Tircis tu connais bien dans le mal qui me presse

Qu’un peu d’ingratitude est jointe à ta paresse

Tout contre mon brasier, je te vois sommeiller,

Et sa flamme et son bruit, te devrait éveiller.

Tu sais bien qu’il est vrai que mon procès s’achève

Qu’on va bientôt brûler mon portrait à la Grève

Que déjà mes amis ont travaillé sans fruit

A prévenir l’horreur de cette infâme bruit.

Que le Roi me délaisse et qu’en cette aventure

Une juste douleur doit forcer ma nature :

Que le plus résolu ne peut sans soupirer

Entendre les ennuis où tu me vois durer.

Sache aussi que mon âme est presque toute usée,

Que Cloton tient mes jours, au bout de sa fusée !

Qu’il faut que mon espoir se rende à mes malheurs,

Et que mon jugement, me conseille les pleurs.

Si mon mauvais sort, a fini la durée

Da la sainte amitié que tu m’avais jurée

Comment suivant le cours du naturel

Tu me vois trébucher sans me donner la main.

Pour le moins fais semblant d’avoir un peu de peine

Voyant le précipice où le destin me traîne :

Afin qu’un bruit fâcheux ne vienne à me blâmer

D’avoir si mal connu qui je devais aimer.

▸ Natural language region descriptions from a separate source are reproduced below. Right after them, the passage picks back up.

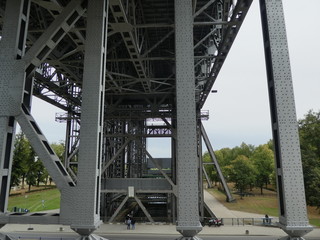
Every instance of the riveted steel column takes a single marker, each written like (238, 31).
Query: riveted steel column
(292, 205)
(12, 48)
(187, 160)
(87, 196)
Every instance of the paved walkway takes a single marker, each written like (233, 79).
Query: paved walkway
(169, 229)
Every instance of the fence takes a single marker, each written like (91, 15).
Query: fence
(248, 221)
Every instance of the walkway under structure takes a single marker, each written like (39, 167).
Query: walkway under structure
(125, 71)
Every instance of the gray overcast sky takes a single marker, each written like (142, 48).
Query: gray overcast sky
(239, 112)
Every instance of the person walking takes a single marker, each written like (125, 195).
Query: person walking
(133, 223)
(128, 221)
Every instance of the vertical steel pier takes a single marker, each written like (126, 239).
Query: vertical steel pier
(187, 160)
(292, 204)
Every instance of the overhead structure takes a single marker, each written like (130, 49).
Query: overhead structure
(123, 72)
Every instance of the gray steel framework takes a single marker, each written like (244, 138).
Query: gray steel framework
(124, 72)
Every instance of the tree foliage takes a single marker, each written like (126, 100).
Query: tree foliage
(243, 163)
(263, 161)
(26, 166)
(309, 132)
(242, 173)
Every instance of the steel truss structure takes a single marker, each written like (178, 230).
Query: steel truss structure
(125, 71)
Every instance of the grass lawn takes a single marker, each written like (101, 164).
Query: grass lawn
(261, 204)
(36, 201)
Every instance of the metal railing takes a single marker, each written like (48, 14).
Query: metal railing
(249, 221)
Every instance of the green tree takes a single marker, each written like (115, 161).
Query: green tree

Damon qui nuit et jour pour éviter ce blâme

S’obstine a travailler et du corps et de l’âme,

M’assure pour le moins en son petit secours

Que sa fidélité me durera toujours.

Il ne tient pas à lui que l’injuste licence

De mes persécuteurs ne cède à l’innocence,

Il fait tout ce qu’il peut pour écarter moi

Les périls qui me font examiner ta foi.

Sans eux je n’airais vu jamais ton âme ouverte,

Toujours ta lâcheté m’avait été couverte,

L’excès de mon malheur n’est cruel qu’en ce point

Qui me dit malgré moi que tu ne m’aime point.

Si le moindre rayon de la vertu t’éclaire

Souviens-toi qu’en ta vue dans les soin de me plaire

Et qu’avant la disgrâce où tu me vous soumis,

Tu serais vanité d’être de mes amis.

Regarde que ton cœur se lâche et m’abandonne

Dès le premier essai que mon malheur te donne,

Et que tu sais que mon sort n’est aujourd’hui battu,

Que par des trahisons qu’on fait à ma vertu.

Toi même qui me vois au fond de ma pensée ;

Qui sais comme ma vie c’est ci-devant passée,

Et dans le secret d’un véritable amour

Mon esprit innocent c’est peint cent foi le jour.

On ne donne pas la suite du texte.